This blog post was published on Hortonworks.com before the merger with Cloudera. Some links, resources, or references may no longer be accurate.
Last week, I had the opportunity to not only attend the Gartner Data & Analytics Summit in Dallas, TX but also deliver a talk on “Driving Digital Transformation through Global Data Management”. It was a very timely topic given that a major focus area in the event was Data Management. Digital Transformation, as a term, has been around the block several times over the last couple of decades. However, enterprises today are actively launching several digital transformation initiatives across multiple industry verticals. Most of these initiatives are either to enhance their customer experience or to boost operational efficiency of how they conduct their business or to impact their bottom line in a positive way. The fuel behind these initiatives is primarily — Data! In spite of efforts to gather all relevant data into a datalake or some flavor of it, enterprises realize that data can still reside across their on-premises data stores, on their multi-cloud footprint and even come from their streaming sources such as social feeds, clickstreams and edge devices. The challenge to not only look across all these data sources but be able to manage, govern, secure and analyze such data as addressed by Global Data Management (GDM). A company with a solid GDM strategy can deliver successful digital transformations.
In spite of revolutionary advancements in data storage and management tools, we are still hearing about the same old problems from enterprises – volume, velocity and variety. A simple lunch table conversation with another attendee at the event was interesting. He said that he works at a large payment processor (name withheld) and that they deal with over a billion transactions a day. They are currently setup on a data warehouse running on a popular relational database. They are using a reporting tool to generate dashboards against the data warehouse. However, the setup is struggling to scale and is proving to be expensive to manage and grow. They are interested in a big data solution to handle their growing storage needs and to scale up. They also believe that a good stream processing engine combined with a streaming analytics solution can handle their velocity of transactions to deliver actionable intelligence. Currently, their challenge is only with structured data. They haven’t even figured out what to do with their unstructured data but they do understand that the big data solution can address that challenge as well.
It is important to note in the above example that even though a modern data architecture powered by big data solutions can address the immediate needs of that enterprise, they still need to devise a GDM strategy for the following reasons:
- Metadata-driven data cataloging – Look at related data sets across all their data-at-rest stores as well as what is coming through the streams as data-in-motion. For example, if you are launching a Customer 360 initiative, you need to be able to access customer data that exists inside your cloud CRM, legacy systems, operational DBMS, social feeds, clickstreams, branch office data etc. You need a single pane view to gain such an insight. Vendors are starting to come up with solutions that allow for metadata tagging of such data assets. Data catalogs or similar data virtualization concepts will start to gain momentum in this space.

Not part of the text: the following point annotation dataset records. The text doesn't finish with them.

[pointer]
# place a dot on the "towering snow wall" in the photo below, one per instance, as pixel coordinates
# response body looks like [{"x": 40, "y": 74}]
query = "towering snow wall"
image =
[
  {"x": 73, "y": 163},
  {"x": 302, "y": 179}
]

- Data life cycle management – Perform data life cycle management functions on such a diverse set of data sources. This may include but not limited to functions such as data backup/recovery, disaster recovery (DR) etc.
- Data Governance and Security – Govern and secure all the data across multiple data sources. Data Governance is an important topic not just with data-at-rest but also with data-in-motion. All data that enters the enterprise goes through a series of transformations for reasons of data quality (DQ), data enrichment or just augmentation to pass it in a different format for subsequent consumption. But, we live in a world of compliance and regulations. Take, for example, GDPR – it is important for enterprises to understand who has access to what data, who changed it, when was it changed etc. This level of security, auditability and accountability is necessary and can be delivered through a strong GDM solution.
- Data Intelligence – Now that you can look across multiple data sources with ease, the next step will be to harness the value of your data. Combine the power of looking at historical insights from your data-at-rest and perishable insights from data-in-motion to create actionable intelligence, powered by pattern recognition, complex event processing (CEP) and machine learning models.
Plan for Future Uses, Not Just For Today
Analysts are talking about the need for a logical data warehouse (LDW) or a data fabric that can look across all your data sources. This is the same as the single pane view that was described above. The current focus for such an LDW is primarily on data access and subsequent analysis. However, I encourage organizations to think beyond that with a proper GDM strategy and plan for other data management functions you will require to support your digital initiatives. 80% of data analysis is being done on only 20% of the data an enterprise holds. However, rather than worrying about how much goodness exists in the dark data, it will be pertinent to focus on channelizing the most critical and relevant data points to make your more key business decisions at the right time.
There are several data management challenges including dealing with multi-clouds, getting a common view of security and governance, and managing all data, regardless of type or location. The key is to design a future-proof architecture so that you can avoid any type of vendor lock-in. For such an architecture, a lot of Fortune 1000 companies rely on open source technologies. This not only gives you freedom of choice of tools or platforms but also guarantees that you don’t get stuck with any vendor for a long time.
So, go ahead. Choose your digital transformation initiatives and lead with confidence. But, please make sure that you have defined a good GDM strategy in place and have chosen an equally good GDM solution to ensure your success with your digital initiatives.